Schäuble: Deutschland, Frankreich und Europa

Berlin (ots)

Anlässlich des 40. Jahrestages des Elysée-Vertrages
ist heute nachfolgender Beitrag des stellvertretenden Vorsitzenden
der CDU/CSU-Bundestagsfraktion, Dr. Wolfgang Schäuble MdB in der
Zeitschrift "Politische Meinung" (1/2003) erschienen:
Alle politischen Beobachter sind sich einig: Die
deutsch-französischen Beziehungen sind in letzter Zeit zu einer
Routine verkommen. Sie sind ohne Elan, ohne Visionen und - vielleicht
das folgenschwerste Urteil - ohne Emotion.
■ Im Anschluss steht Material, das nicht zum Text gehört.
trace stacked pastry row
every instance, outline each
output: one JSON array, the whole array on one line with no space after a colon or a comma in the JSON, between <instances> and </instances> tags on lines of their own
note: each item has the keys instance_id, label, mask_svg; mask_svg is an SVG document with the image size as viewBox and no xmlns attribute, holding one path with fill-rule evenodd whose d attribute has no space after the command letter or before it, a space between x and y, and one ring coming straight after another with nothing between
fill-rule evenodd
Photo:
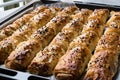
<instances>
[{"instance_id":1,"label":"stacked pastry row","mask_svg":"<svg viewBox=\"0 0 120 80\"><path fill-rule=\"evenodd\" d=\"M82 75L102 35L108 15L107 9L95 9L89 16L81 35L69 44L54 69L58 80L75 80Z\"/></svg>"},{"instance_id":2,"label":"stacked pastry row","mask_svg":"<svg viewBox=\"0 0 120 80\"><path fill-rule=\"evenodd\" d=\"M59 58L65 54L69 43L81 33L91 13L91 10L81 9L80 12L75 14L73 19L63 27L50 44L37 53L28 70L34 74L52 75Z\"/></svg>"},{"instance_id":3,"label":"stacked pastry row","mask_svg":"<svg viewBox=\"0 0 120 80\"><path fill-rule=\"evenodd\" d=\"M40 15L41 19L39 20L39 24L35 21L34 23L40 27L42 23L46 23L50 20L49 17L53 16L53 12L54 15L58 12L58 9L52 9L54 9L54 11L50 11L50 15L48 14L45 17ZM56 16L53 17L45 26L41 26L41 28L38 28L37 30L36 28L30 29L36 30L33 34L29 34L30 31L28 32L28 30L26 30L30 37L28 39L26 38L27 40L24 41L21 41L20 39L19 44L11 50L10 55L5 60L6 67L16 70L25 70L35 57L36 53L44 49L44 47L49 44L55 35L71 20L71 15L77 10L78 8L75 6L64 8L61 12L56 13ZM26 35L27 34L24 34L22 36L26 37Z\"/></svg>"},{"instance_id":4,"label":"stacked pastry row","mask_svg":"<svg viewBox=\"0 0 120 80\"><path fill-rule=\"evenodd\" d=\"M44 8L44 7L41 7ZM13 31L13 34L0 41L0 63L3 63L16 46L29 37L39 28L48 23L59 11L59 8L48 8L33 16L30 21ZM3 29L4 30L4 29ZM12 31L10 31L12 32ZM8 33L9 34L9 33Z\"/></svg>"},{"instance_id":5,"label":"stacked pastry row","mask_svg":"<svg viewBox=\"0 0 120 80\"><path fill-rule=\"evenodd\" d=\"M21 28L23 25L25 25L34 15L39 14L40 12L43 12L47 7L41 6L37 7L35 10L24 14L22 17L15 20L13 23L9 24L8 26L4 27L0 30L0 41L2 41L4 38L11 36L15 30L18 28Z\"/></svg>"},{"instance_id":6,"label":"stacked pastry row","mask_svg":"<svg viewBox=\"0 0 120 80\"><path fill-rule=\"evenodd\" d=\"M113 80L118 67L120 12L112 12L104 35L99 40L84 80Z\"/></svg>"}]
</instances>

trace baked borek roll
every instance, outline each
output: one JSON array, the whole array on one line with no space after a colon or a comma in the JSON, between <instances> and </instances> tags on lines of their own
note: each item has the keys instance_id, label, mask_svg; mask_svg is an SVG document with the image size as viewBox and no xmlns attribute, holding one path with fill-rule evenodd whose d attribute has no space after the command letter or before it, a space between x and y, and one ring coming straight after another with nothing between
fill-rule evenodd
<instances>
[{"instance_id":1,"label":"baked borek roll","mask_svg":"<svg viewBox=\"0 0 120 80\"><path fill-rule=\"evenodd\" d=\"M27 40L32 35L32 33L34 33L38 28L45 25L53 16L55 16L55 13L52 13L50 9L47 9L44 12L34 16L30 20L30 23L27 23L22 28L19 28L17 31L15 31L12 34L12 36L8 37L8 39L6 38L3 41L1 41L0 42L0 45L1 45L0 63L1 62L3 63L3 61L1 60L2 58L4 58L4 56L1 56L1 55L4 54L5 56L8 56L10 52L12 52L15 49L18 43ZM17 41L17 44L13 44L13 40ZM9 48L8 46L11 46L11 48ZM5 50L7 50L8 52Z\"/></svg>"},{"instance_id":2,"label":"baked borek roll","mask_svg":"<svg viewBox=\"0 0 120 80\"><path fill-rule=\"evenodd\" d=\"M91 10L82 9L74 15L74 19L57 34L52 42L43 51L37 53L28 67L29 71L39 75L52 75L59 58L65 54L69 43L79 35L83 28L83 23L87 22L91 12Z\"/></svg>"},{"instance_id":3,"label":"baked borek roll","mask_svg":"<svg viewBox=\"0 0 120 80\"><path fill-rule=\"evenodd\" d=\"M89 17L89 20L98 19L99 24L106 23L106 19L108 18L109 10L108 9L95 9L93 14Z\"/></svg>"},{"instance_id":4,"label":"baked borek roll","mask_svg":"<svg viewBox=\"0 0 120 80\"><path fill-rule=\"evenodd\" d=\"M24 70L39 50L42 50L70 20L68 14L59 14L43 28L33 33L29 40L22 42L5 61L7 68ZM32 41L32 42L31 42ZM37 46L38 45L38 46ZM37 46L37 47L36 47ZM37 48L37 49L36 49ZM24 63L24 64L23 64Z\"/></svg>"},{"instance_id":5,"label":"baked borek roll","mask_svg":"<svg viewBox=\"0 0 120 80\"><path fill-rule=\"evenodd\" d=\"M40 6L34 11L24 14L22 17L15 20L12 24L6 26L0 31L0 41L6 37L11 36L17 29L25 25L34 15L37 15L39 12L43 12L47 7Z\"/></svg>"},{"instance_id":6,"label":"baked borek roll","mask_svg":"<svg viewBox=\"0 0 120 80\"><path fill-rule=\"evenodd\" d=\"M106 18L104 18L104 21L102 20L103 15L106 16ZM99 23L99 27L102 26L102 30L101 28L98 28L97 31L100 31L100 33L102 33L104 29L103 25L106 22L107 18L108 10L95 10L89 17L88 23L86 25L88 25L90 21L98 20L98 22L91 22L91 25L97 25ZM86 28L89 27L86 26ZM92 51L94 50L101 36L101 34L98 34L97 31L96 29L83 29L81 35L70 43L66 54L64 54L59 59L54 69L55 77L58 80L75 80L82 75L87 66L87 63L92 56ZM85 57L83 57L82 54L85 55Z\"/></svg>"},{"instance_id":7,"label":"baked borek roll","mask_svg":"<svg viewBox=\"0 0 120 80\"><path fill-rule=\"evenodd\" d=\"M91 51L87 47L75 47L63 55L55 67L55 76L58 80L75 80L85 69Z\"/></svg>"}]
</instances>

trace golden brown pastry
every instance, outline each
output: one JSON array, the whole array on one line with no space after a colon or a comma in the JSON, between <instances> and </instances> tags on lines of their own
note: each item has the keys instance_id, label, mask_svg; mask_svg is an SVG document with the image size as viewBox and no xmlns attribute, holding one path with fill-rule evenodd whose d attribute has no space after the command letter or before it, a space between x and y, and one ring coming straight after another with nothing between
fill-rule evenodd
<instances>
[{"instance_id":1,"label":"golden brown pastry","mask_svg":"<svg viewBox=\"0 0 120 80\"><path fill-rule=\"evenodd\" d=\"M15 49L18 43L27 40L33 32L35 32L38 28L45 25L53 16L55 16L55 13L52 13L51 10L47 9L44 12L34 16L29 23L24 25L22 28L19 28L17 31L15 31L12 36L8 37L8 39L4 39L0 42L0 56L5 55L8 56L12 50ZM11 39L10 39L11 38ZM13 44L13 40L17 41L17 44ZM8 46L13 46L9 48ZM7 52L8 51L8 52ZM6 53L4 53L6 52ZM0 63L3 63L4 56L1 56ZM7 57L5 57L7 58ZM5 59L4 58L4 59ZM2 61L1 61L2 60Z\"/></svg>"},{"instance_id":2,"label":"golden brown pastry","mask_svg":"<svg viewBox=\"0 0 120 80\"><path fill-rule=\"evenodd\" d=\"M88 23L83 28L82 33L94 31L97 33L98 36L101 36L105 26L103 24L101 25L99 23L100 22L98 19L89 20Z\"/></svg>"},{"instance_id":3,"label":"golden brown pastry","mask_svg":"<svg viewBox=\"0 0 120 80\"><path fill-rule=\"evenodd\" d=\"M75 80L84 71L84 66L91 57L87 47L75 47L63 55L55 67L55 76L58 80Z\"/></svg>"},{"instance_id":4,"label":"golden brown pastry","mask_svg":"<svg viewBox=\"0 0 120 80\"><path fill-rule=\"evenodd\" d=\"M120 12L111 12L111 17L108 20L106 26L108 27L105 31L107 33L116 33L116 35L120 35ZM118 53L120 54L120 39L118 43Z\"/></svg>"},{"instance_id":5,"label":"golden brown pastry","mask_svg":"<svg viewBox=\"0 0 120 80\"><path fill-rule=\"evenodd\" d=\"M69 45L69 50L77 46L86 46L91 52L94 50L99 40L98 35L94 31L87 31L76 37Z\"/></svg>"},{"instance_id":6,"label":"golden brown pastry","mask_svg":"<svg viewBox=\"0 0 120 80\"><path fill-rule=\"evenodd\" d=\"M109 10L108 9L95 9L93 14L89 17L89 20L98 19L99 24L104 24L108 18Z\"/></svg>"},{"instance_id":7,"label":"golden brown pastry","mask_svg":"<svg viewBox=\"0 0 120 80\"><path fill-rule=\"evenodd\" d=\"M117 15L118 16L118 15ZM116 17L113 15L111 18ZM118 67L120 34L117 17L108 21L104 35L98 41L83 80L112 80ZM112 24L112 25L111 25ZM116 30L115 30L116 29Z\"/></svg>"},{"instance_id":8,"label":"golden brown pastry","mask_svg":"<svg viewBox=\"0 0 120 80\"><path fill-rule=\"evenodd\" d=\"M114 22L116 20L120 20L120 12L115 12L115 11L111 11L111 15L110 15L110 19L107 21L106 26L110 26L111 22Z\"/></svg>"},{"instance_id":9,"label":"golden brown pastry","mask_svg":"<svg viewBox=\"0 0 120 80\"><path fill-rule=\"evenodd\" d=\"M105 31L106 32L106 31ZM119 41L119 35L116 33L108 33L104 34L101 39L98 41L98 44L96 46L96 52L100 50L117 50L116 47L118 46Z\"/></svg>"},{"instance_id":10,"label":"golden brown pastry","mask_svg":"<svg viewBox=\"0 0 120 80\"><path fill-rule=\"evenodd\" d=\"M92 56L83 80L112 80L117 72L117 67L117 52L100 50Z\"/></svg>"},{"instance_id":11,"label":"golden brown pastry","mask_svg":"<svg viewBox=\"0 0 120 80\"><path fill-rule=\"evenodd\" d=\"M36 53L48 45L69 20L68 14L59 14L54 17L46 26L32 34L29 40L20 43L20 46L18 45L6 59L5 66L17 70L26 69Z\"/></svg>"},{"instance_id":12,"label":"golden brown pastry","mask_svg":"<svg viewBox=\"0 0 120 80\"><path fill-rule=\"evenodd\" d=\"M103 15L105 18L103 20ZM90 21L91 25L97 25L99 23L99 27L104 28L104 23L108 17L108 10L106 9L98 9L93 12L93 14L89 17L88 23ZM98 22L96 21L98 20ZM98 27L98 26L94 26ZM86 30L85 30L86 28ZM81 76L84 72L87 63L89 62L92 51L94 50L99 37L98 31L102 33L101 28L90 29L89 26L85 26L80 36L75 38L69 45L69 48L58 61L55 69L54 74L58 80L75 80Z\"/></svg>"},{"instance_id":13,"label":"golden brown pastry","mask_svg":"<svg viewBox=\"0 0 120 80\"><path fill-rule=\"evenodd\" d=\"M83 23L87 22L87 18L91 13L91 10L82 9L75 14L74 19L64 26L51 43L43 51L37 53L28 67L29 71L39 75L52 75L59 58L65 54L69 43L79 35Z\"/></svg>"},{"instance_id":14,"label":"golden brown pastry","mask_svg":"<svg viewBox=\"0 0 120 80\"><path fill-rule=\"evenodd\" d=\"M39 12L43 12L45 9L47 9L47 7L40 6L31 13L24 14L22 17L15 20L12 24L3 28L0 31L0 41L8 36L11 36L17 29L25 25L34 15L38 14Z\"/></svg>"}]
</instances>

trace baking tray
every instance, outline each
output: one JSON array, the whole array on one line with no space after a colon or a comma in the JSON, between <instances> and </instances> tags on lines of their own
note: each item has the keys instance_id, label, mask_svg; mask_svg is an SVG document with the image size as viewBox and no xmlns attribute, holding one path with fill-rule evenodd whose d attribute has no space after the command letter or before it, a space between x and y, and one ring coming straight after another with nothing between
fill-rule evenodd
<instances>
[{"instance_id":1,"label":"baking tray","mask_svg":"<svg viewBox=\"0 0 120 80\"><path fill-rule=\"evenodd\" d=\"M59 5L58 5L59 4ZM74 3L65 3L61 2L59 0L33 0L31 3L21 7L14 13L11 13L10 15L6 16L3 19L0 19L0 28L5 27L6 25L13 22L18 17L22 16L23 14L33 10L37 6L40 5L46 5L46 6L57 6L57 7L65 7L65 6L71 6L76 5L80 9L81 8L88 8L88 9L99 9L99 8L107 8L110 11L120 11L120 6L115 5L106 5L106 4L98 4L98 3L88 3L88 2L80 2L80 1L74 1ZM120 62L120 60L119 60ZM120 65L120 64L119 64ZM21 72L17 70L7 69L4 65L0 65L0 80L55 80L54 76L50 77L43 77L39 75L30 74L27 71ZM113 80L120 80L120 67L118 67L118 72L115 75Z\"/></svg>"}]
</instances>

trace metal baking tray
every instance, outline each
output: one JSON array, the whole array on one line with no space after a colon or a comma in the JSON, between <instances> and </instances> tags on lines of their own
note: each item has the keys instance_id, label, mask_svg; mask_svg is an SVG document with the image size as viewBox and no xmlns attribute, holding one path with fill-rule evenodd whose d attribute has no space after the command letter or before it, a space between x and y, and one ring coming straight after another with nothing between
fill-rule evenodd
<instances>
[{"instance_id":1,"label":"metal baking tray","mask_svg":"<svg viewBox=\"0 0 120 80\"><path fill-rule=\"evenodd\" d=\"M18 17L22 16L23 14L33 10L34 8L40 5L57 6L57 7L76 5L80 9L88 8L88 9L94 10L94 9L99 9L99 8L107 8L110 11L112 10L120 11L120 6L115 6L115 5L88 3L88 2L80 2L80 1L74 1L74 3L69 3L69 2L65 3L65 2L58 1L58 0L42 0L42 1L33 0L31 3L21 7L14 13L11 13L7 17L0 19L0 29L10 24ZM55 78L54 76L43 77L39 75L30 74L27 71L22 72L22 71L7 69L5 68L4 64L2 64L0 65L0 80L55 80ZM118 72L115 75L113 80L120 80L120 67L118 67Z\"/></svg>"}]
</instances>

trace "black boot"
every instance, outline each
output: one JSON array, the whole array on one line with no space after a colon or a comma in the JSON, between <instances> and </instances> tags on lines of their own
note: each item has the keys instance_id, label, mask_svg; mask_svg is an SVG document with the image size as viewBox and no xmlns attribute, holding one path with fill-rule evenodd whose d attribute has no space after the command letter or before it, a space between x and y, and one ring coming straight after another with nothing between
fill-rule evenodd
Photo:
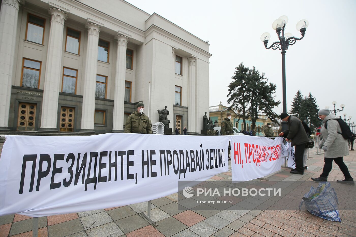
<instances>
[{"instance_id":1,"label":"black boot","mask_svg":"<svg viewBox=\"0 0 356 237\"><path fill-rule=\"evenodd\" d=\"M345 179L344 180L337 180L336 181L341 184L351 184L351 185L355 185L355 182L354 181L354 178L345 178Z\"/></svg>"},{"instance_id":2,"label":"black boot","mask_svg":"<svg viewBox=\"0 0 356 237\"><path fill-rule=\"evenodd\" d=\"M322 177L320 176L320 177L318 177L317 178L310 178L312 180L314 181L316 181L316 182L319 182L319 181L326 181L328 180L328 178L326 177Z\"/></svg>"}]
</instances>

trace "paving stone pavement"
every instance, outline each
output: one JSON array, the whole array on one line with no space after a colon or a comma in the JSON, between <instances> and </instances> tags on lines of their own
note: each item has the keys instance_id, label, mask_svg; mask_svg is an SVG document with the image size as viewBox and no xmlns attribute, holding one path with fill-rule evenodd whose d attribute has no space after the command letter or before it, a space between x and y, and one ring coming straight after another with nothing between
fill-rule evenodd
<instances>
[{"instance_id":1,"label":"paving stone pavement","mask_svg":"<svg viewBox=\"0 0 356 237\"><path fill-rule=\"evenodd\" d=\"M0 143L0 154L2 144ZM299 210L302 196L309 191L311 185L315 187L318 185L310 181L310 177L318 177L324 165L323 155L315 154L315 151L309 150L308 168L303 175L291 174L289 169L282 168L263 180L236 184L239 188L257 189L282 186L287 184L280 196L207 196L199 199L195 195L184 199L181 194L177 193L152 200L151 217L158 224L157 227L151 225L140 213L141 211L147 213L146 202L40 217L38 236L356 236L356 186L340 184L337 186L337 183L332 183L337 194L341 222L323 219L305 209ZM356 152L350 152L344 160L351 175L356 177ZM231 181L231 172L225 172L202 182L199 186L220 189L224 181ZM328 180L342 179L342 173L334 163ZM289 183L286 183L287 181ZM340 187L343 191L338 189ZM233 202L214 205L198 204L199 200ZM0 237L31 237L32 228L31 217L18 214L0 217Z\"/></svg>"}]
</instances>

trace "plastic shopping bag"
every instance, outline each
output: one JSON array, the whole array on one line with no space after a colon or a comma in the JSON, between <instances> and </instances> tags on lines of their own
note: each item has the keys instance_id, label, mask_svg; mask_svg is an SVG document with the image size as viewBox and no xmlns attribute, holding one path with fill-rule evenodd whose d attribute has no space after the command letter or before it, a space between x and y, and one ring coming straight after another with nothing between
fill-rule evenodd
<instances>
[{"instance_id":1,"label":"plastic shopping bag","mask_svg":"<svg viewBox=\"0 0 356 237\"><path fill-rule=\"evenodd\" d=\"M341 222L337 210L339 202L336 193L329 182L319 183L316 188L310 187L310 191L302 199L299 205L299 210L304 204L312 214L329 221Z\"/></svg>"}]
</instances>

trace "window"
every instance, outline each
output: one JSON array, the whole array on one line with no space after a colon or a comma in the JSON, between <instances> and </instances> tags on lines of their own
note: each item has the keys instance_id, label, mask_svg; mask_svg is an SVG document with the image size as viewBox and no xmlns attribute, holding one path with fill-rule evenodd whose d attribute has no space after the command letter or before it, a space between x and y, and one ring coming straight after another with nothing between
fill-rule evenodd
<instances>
[{"instance_id":1,"label":"window","mask_svg":"<svg viewBox=\"0 0 356 237\"><path fill-rule=\"evenodd\" d=\"M25 58L23 60L21 86L38 89L41 62Z\"/></svg>"},{"instance_id":2,"label":"window","mask_svg":"<svg viewBox=\"0 0 356 237\"><path fill-rule=\"evenodd\" d=\"M126 68L128 69L132 69L132 62L134 59L134 51L127 49L126 49Z\"/></svg>"},{"instance_id":3,"label":"window","mask_svg":"<svg viewBox=\"0 0 356 237\"><path fill-rule=\"evenodd\" d=\"M26 40L43 44L43 31L46 20L31 14L27 16Z\"/></svg>"},{"instance_id":4,"label":"window","mask_svg":"<svg viewBox=\"0 0 356 237\"><path fill-rule=\"evenodd\" d=\"M98 60L106 63L109 62L109 45L108 41L99 39L98 48Z\"/></svg>"},{"instance_id":5,"label":"window","mask_svg":"<svg viewBox=\"0 0 356 237\"><path fill-rule=\"evenodd\" d=\"M77 75L78 71L75 69L63 68L62 92L75 94L77 92Z\"/></svg>"},{"instance_id":6,"label":"window","mask_svg":"<svg viewBox=\"0 0 356 237\"><path fill-rule=\"evenodd\" d=\"M95 97L99 98L106 98L106 79L107 77L100 75L96 75L96 85L95 86Z\"/></svg>"},{"instance_id":7,"label":"window","mask_svg":"<svg viewBox=\"0 0 356 237\"><path fill-rule=\"evenodd\" d=\"M94 124L105 125L105 111L95 110L94 113Z\"/></svg>"},{"instance_id":8,"label":"window","mask_svg":"<svg viewBox=\"0 0 356 237\"><path fill-rule=\"evenodd\" d=\"M174 104L180 105L182 104L182 87L176 86Z\"/></svg>"},{"instance_id":9,"label":"window","mask_svg":"<svg viewBox=\"0 0 356 237\"><path fill-rule=\"evenodd\" d=\"M182 58L176 56L176 73L182 75Z\"/></svg>"},{"instance_id":10,"label":"window","mask_svg":"<svg viewBox=\"0 0 356 237\"><path fill-rule=\"evenodd\" d=\"M131 102L131 84L132 83L125 81L125 101Z\"/></svg>"},{"instance_id":11,"label":"window","mask_svg":"<svg viewBox=\"0 0 356 237\"><path fill-rule=\"evenodd\" d=\"M80 44L80 32L67 27L65 51L79 54Z\"/></svg>"}]
</instances>

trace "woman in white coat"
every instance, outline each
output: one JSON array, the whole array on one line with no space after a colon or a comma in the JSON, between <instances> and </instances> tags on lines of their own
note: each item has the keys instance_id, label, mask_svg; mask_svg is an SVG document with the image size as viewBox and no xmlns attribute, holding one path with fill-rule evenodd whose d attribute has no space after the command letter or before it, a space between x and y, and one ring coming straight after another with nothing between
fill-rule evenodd
<instances>
[{"instance_id":1,"label":"woman in white coat","mask_svg":"<svg viewBox=\"0 0 356 237\"><path fill-rule=\"evenodd\" d=\"M315 181L326 180L331 170L333 161L339 166L345 178L343 180L337 180L338 183L355 184L354 178L351 177L347 167L344 163L342 157L349 155L347 142L341 135L341 128L337 120L340 118L330 111L324 109L319 110L318 115L323 120L321 132L321 140L319 143L319 148L324 152L324 167L323 173L317 178L312 178ZM325 125L327 123L327 128Z\"/></svg>"}]
</instances>

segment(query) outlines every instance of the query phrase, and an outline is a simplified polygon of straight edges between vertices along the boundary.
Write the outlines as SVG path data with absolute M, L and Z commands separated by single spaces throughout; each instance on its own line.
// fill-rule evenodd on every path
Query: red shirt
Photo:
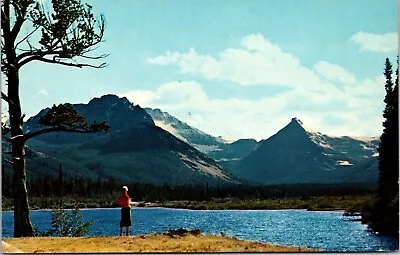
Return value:
M 128 193 L 124 193 L 121 196 L 119 196 L 117 203 L 121 207 L 131 207 L 130 206 L 131 199 L 129 198 Z

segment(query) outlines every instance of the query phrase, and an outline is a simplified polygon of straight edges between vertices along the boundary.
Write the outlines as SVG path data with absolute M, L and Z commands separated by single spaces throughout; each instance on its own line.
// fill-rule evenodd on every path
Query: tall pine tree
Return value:
M 371 215 L 371 228 L 384 235 L 398 236 L 399 232 L 399 109 L 398 75 L 399 60 L 395 84 L 392 79 L 392 64 L 385 61 L 386 104 L 383 111 L 383 133 L 379 151 L 379 190 Z

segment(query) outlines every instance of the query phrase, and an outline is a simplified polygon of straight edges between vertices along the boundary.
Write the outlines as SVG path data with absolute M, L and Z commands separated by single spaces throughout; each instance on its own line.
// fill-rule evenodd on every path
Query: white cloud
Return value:
M 347 71 L 341 66 L 331 64 L 326 61 L 318 62 L 314 66 L 314 69 L 318 74 L 333 82 L 338 81 L 340 83 L 350 85 L 356 83 L 357 81 L 353 73 Z
M 300 118 L 307 126 L 322 133 L 376 136 L 381 132 L 382 86 L 377 77 L 357 82 L 346 91 L 335 94 L 322 95 L 302 89 L 247 100 L 212 98 L 196 81 L 168 82 L 147 91 L 156 96 L 141 106 L 160 108 L 204 132 L 233 140 L 268 138 L 288 124 L 292 117 Z M 143 93 L 142 90 L 139 92 Z M 136 94 L 137 91 L 133 90 L 125 96 L 132 100 L 129 95 Z M 334 103 L 338 98 L 348 105 L 325 108 L 326 104 Z M 308 104 L 312 109 L 304 110 L 292 107 L 292 104 Z M 326 123 L 324 120 L 331 116 L 343 121 Z
M 37 92 L 38 95 L 48 96 L 49 92 L 46 89 L 41 89 Z
M 374 52 L 397 52 L 398 35 L 397 33 L 372 34 L 358 32 L 354 34 L 350 41 L 360 45 L 360 51 Z
M 175 65 L 184 74 L 201 75 L 206 79 L 231 81 L 240 85 L 273 84 L 287 87 L 318 87 L 319 76 L 301 65 L 300 60 L 284 52 L 277 44 L 260 34 L 242 39 L 243 48 L 226 49 L 218 58 L 199 54 L 194 48 L 187 53 L 167 52 L 148 58 L 157 65 Z
M 181 73 L 204 77 L 210 84 L 230 81 L 290 90 L 257 100 L 215 99 L 197 81 L 168 82 L 149 91 L 153 97 L 144 106 L 168 111 L 189 125 L 229 139 L 268 138 L 292 117 L 326 134 L 380 133 L 384 97 L 381 77 L 359 81 L 343 67 L 322 60 L 314 69 L 308 68 L 260 34 L 245 36 L 241 43 L 241 48 L 225 49 L 217 57 L 192 48 L 187 53 L 167 52 L 147 61 L 177 66 Z
M 149 102 L 152 102 L 159 98 L 159 96 L 149 90 L 135 90 L 135 91 L 129 91 L 124 94 L 119 94 L 118 96 L 121 97 L 126 97 L 128 98 L 131 102 L 138 104 L 138 105 L 147 105 Z

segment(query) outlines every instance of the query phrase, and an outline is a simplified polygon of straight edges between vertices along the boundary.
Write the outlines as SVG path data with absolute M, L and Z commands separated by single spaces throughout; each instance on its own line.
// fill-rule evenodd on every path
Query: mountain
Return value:
M 144 109 L 126 98 L 105 95 L 73 107 L 88 122 L 105 120 L 111 128 L 107 133 L 47 133 L 28 140 L 29 148 L 49 159 L 46 163 L 28 157 L 28 172 L 39 173 L 42 168 L 54 173 L 55 159 L 72 176 L 158 184 L 235 182 L 221 165 L 157 127 Z M 26 132 L 40 128 L 38 120 L 48 110 L 28 119 Z
M 261 184 L 375 184 L 378 144 L 377 139 L 323 135 L 293 118 L 230 170 Z
M 168 131 L 221 164 L 230 164 L 247 156 L 258 145 L 254 139 L 240 139 L 229 142 L 222 137 L 215 137 L 191 127 L 160 109 L 145 108 L 145 110 L 154 120 L 156 126 Z

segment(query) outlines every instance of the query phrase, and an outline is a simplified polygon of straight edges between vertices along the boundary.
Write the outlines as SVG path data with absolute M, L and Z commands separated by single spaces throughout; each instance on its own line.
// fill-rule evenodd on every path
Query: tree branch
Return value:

Dieser Zustand schadet
nicht nur unseren beiden Ländern, sondern auch Europa.
Zwar mag die zahlenmäßige Sequenz der Begegnungen stimmen - allein
entscheidend aber ist die Frage, ob beiderseits des Rheins eine feste
innere Überzeugung vorherrscht, dass eine verlässliche Gemeinsamkeit
oberste Priorität haben muss, zum Wohl der Franzosen und Deutschen,
wie auch zum Wohl Europas.
Der 40. Jahrestag des deutsch-französischen Freundschaftsvertrags,
der am 22. Januar nächsten Jahres feierlich begangen werden soll, und
ebenso der Konvent zur Zukunft Europas und die damit zusammenhängende
europäische Verfassungsdebatte, die jetzt in die entscheidende Phase
tritt, sind Anlass zu grundsätzlichen Überlegungen über die Bedeutung
des engen Zusammengehens mit unserem Nachbarn - dies nicht nur in
historischer Rückschau, sondern vor allem in der Perspektive der
gemeinsamen Gestaltung der Zukunft Europas.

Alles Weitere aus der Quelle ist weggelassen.